Great journal! Any new updates..


----------



## Julio

great tank!!


----------



## markbudde

When I decided on the plants, I decided against fast growing creeping plants so it doesn't look significant;y more grown in now. The planst have all grown some, the broms are starting to pup out and the orchids have added a few leaves and one is about to flower. I'll try and post some updated pics when the orchids blooms.

Its a lot of fun watching the frogs climb all over the tank, but they never venture into the leaf litter anymore. The microfauna is still very productive, and my frogs seem especially fond of amphipods.


----------



## markbudde

*Re: 55 gallon journal *Update**

Six months later... Well, since I decided against ground cover, opting mostly for epiphytes, the viv doesn't look terribly more grown in. All of the plants have added some leaves and roots, but I wouldn't call it lush. I recently added some wandering jew, which I hope doen't take over too much. The frogs have been laying clutches for a few months, but all have been bad so far.

This week I added a new hood, using 220 watts of compact fluorescents, and today I incorporated the T-12 UV bulb into the design. The bulb was too long to mount in the hood, so I had to carve out (with a dremel) some wood to make room. I also had to carve out a groove to slide the leads of the bulb down.

Here is my new hood with everything but the UV bulb.









And here it is with the UV bulb. You can see where I had to carve the groove onthe left side.

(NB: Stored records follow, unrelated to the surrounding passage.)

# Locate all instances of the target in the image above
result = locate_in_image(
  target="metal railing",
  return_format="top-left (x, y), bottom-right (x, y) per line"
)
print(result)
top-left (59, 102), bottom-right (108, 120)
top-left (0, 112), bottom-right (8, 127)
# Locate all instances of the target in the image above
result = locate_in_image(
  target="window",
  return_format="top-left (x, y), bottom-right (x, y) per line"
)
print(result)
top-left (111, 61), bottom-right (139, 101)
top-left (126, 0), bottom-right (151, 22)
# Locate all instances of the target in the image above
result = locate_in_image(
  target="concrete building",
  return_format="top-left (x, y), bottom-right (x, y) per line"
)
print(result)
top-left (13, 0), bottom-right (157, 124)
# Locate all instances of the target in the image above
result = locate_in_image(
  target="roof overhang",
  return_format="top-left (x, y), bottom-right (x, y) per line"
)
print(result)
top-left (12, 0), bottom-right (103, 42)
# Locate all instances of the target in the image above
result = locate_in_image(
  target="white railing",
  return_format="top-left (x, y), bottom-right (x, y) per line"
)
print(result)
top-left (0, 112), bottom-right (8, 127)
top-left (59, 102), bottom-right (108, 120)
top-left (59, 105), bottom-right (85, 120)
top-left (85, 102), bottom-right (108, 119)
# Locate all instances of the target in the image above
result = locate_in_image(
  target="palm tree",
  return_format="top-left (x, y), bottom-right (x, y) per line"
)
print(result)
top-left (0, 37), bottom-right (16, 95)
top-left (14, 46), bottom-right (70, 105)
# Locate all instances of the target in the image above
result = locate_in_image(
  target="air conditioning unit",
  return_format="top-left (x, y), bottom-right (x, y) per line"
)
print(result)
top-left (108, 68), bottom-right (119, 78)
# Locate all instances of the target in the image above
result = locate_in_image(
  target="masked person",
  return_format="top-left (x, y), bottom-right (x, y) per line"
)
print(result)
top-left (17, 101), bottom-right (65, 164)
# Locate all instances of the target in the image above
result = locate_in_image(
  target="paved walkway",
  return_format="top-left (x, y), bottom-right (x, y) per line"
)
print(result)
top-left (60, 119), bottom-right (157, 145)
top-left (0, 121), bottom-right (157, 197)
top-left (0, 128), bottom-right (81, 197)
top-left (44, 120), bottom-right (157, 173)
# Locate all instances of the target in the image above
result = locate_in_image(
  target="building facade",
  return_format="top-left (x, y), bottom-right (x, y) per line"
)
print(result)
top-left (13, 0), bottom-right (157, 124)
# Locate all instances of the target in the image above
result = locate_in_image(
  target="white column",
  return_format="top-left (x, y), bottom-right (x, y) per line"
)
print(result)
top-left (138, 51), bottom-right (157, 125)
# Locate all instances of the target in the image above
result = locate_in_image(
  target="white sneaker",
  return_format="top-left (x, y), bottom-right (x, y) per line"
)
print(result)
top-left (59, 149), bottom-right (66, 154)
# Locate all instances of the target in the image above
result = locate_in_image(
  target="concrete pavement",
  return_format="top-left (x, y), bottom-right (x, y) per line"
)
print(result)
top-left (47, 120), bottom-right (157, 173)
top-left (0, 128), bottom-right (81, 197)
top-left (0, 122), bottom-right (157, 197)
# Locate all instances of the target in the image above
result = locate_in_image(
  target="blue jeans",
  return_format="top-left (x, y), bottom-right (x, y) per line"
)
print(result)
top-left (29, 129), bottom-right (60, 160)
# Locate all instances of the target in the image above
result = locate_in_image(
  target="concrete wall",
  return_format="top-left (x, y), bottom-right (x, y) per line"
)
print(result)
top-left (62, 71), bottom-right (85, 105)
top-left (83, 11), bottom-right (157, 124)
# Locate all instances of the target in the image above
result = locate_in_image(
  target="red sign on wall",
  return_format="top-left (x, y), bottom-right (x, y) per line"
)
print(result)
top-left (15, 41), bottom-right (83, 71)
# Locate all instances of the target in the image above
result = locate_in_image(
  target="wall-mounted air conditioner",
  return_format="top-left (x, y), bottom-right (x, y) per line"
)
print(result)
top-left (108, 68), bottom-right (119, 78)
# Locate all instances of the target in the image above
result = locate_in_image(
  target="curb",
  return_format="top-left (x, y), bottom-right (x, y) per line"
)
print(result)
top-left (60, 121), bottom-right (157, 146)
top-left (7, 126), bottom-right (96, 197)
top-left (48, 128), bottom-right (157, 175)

I built it from scratch with 2 2x55 watt kits from AH supply. It was the first time iv'e built anything from wood from scratch, so it was pretty satisfying. I put 4 computer fans in it and it still gets pretty hot. Here is the tank with and without the new hood.


----------



## markbudde

And here are some updated pics from all sides.


----------



## markbudde

I keep waiting for this orchid to bloom. The spike keeps getting longer, and now has shot out smaller spikes off of the main spike. Its been growing for like a month and a half.










And the inhabitants.


----------



## pet-teez

It's looking great! I really like all the wood in there and the orchids 
especially how the roots are exposed).
Do your frogs use all the surface areas? Seems like they would from the image of those two perched on some wood


----------



## markbudde

> Do your frogs use all the surface areas?

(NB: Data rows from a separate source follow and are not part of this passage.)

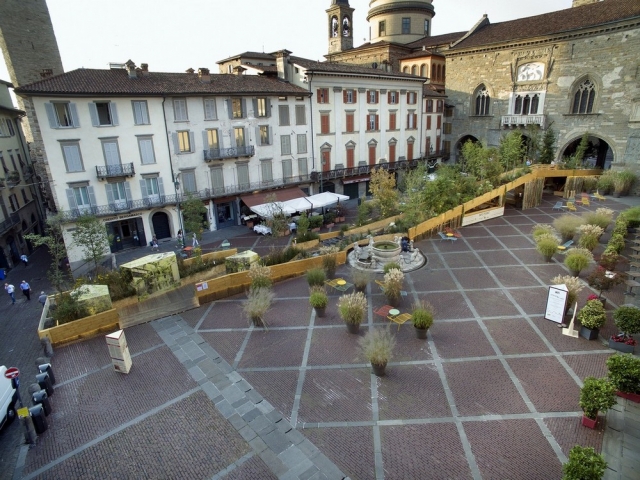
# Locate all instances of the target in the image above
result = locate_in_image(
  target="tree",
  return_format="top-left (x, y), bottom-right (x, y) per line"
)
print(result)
top-left (540, 125), bottom-right (556, 165)
top-left (24, 213), bottom-right (67, 292)
top-left (71, 215), bottom-right (113, 271)
top-left (369, 168), bottom-right (398, 218)
top-left (181, 194), bottom-right (209, 240)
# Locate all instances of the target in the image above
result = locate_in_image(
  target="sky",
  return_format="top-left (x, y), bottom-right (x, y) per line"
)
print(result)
top-left (0, 0), bottom-right (572, 84)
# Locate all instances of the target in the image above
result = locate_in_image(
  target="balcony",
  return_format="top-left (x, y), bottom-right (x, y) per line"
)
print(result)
top-left (204, 145), bottom-right (255, 162)
top-left (502, 115), bottom-right (546, 130)
top-left (96, 163), bottom-right (136, 180)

Yeah, they really like all of the wood in the tank. It's setup so that they can get anywhere in the tank without touching the ground. After about the first month in there, they never go in the leaf litter anymore. I've seen them maybe 2 or 3 times on the ground since then. They definitely have their preferred sleeping and hunting spots, but I've seen them everywhere in the tank and they usually hop back and forth the whole length of the tank every morning. I would also add that they seem to prefer exposed wood over moss covered wood.
-mark


----------



## markbudde

About a year in, there are now 3 frogs and 2 tadpoles in the tank.


----------



## NickBoudin

Why have I heard in so many places that cedar mulch should NOT be used with any reptiles or amphibians for bedding? 


Beautiful viv, you should check out my website!


----------



## markbudde

I don't think I used cedar.


----------



## NickBoudin

What other kinds of red mulch are there?


----------



## markbudde

It was some kind of wood which was dyed red. It didn't have the texture of cedar.


----------



## sgvreptiles

Awsome tank! Love all the blooming flowers.


----------



## Derek Benson

That's awesome man


----------



## xfrogx

That's a badass tank for sure!


----------



## fleshfrombone

Absolutely beautiful.


----------



## jelly_shrimp

I just got a tank yesterday with a width of 12.5" (only.5" different from you) and I was just wondering, after you did your BG how much room was left for other stuff? Was it reasonable?


----------



## jelly_shrimp

jelly_shrimp said:


> I just got a tank yesterday with a width of 12.5" (only.5" different from you) and I was just wondering, after you did your BG how much room was left for other stuff? Was it reasonable?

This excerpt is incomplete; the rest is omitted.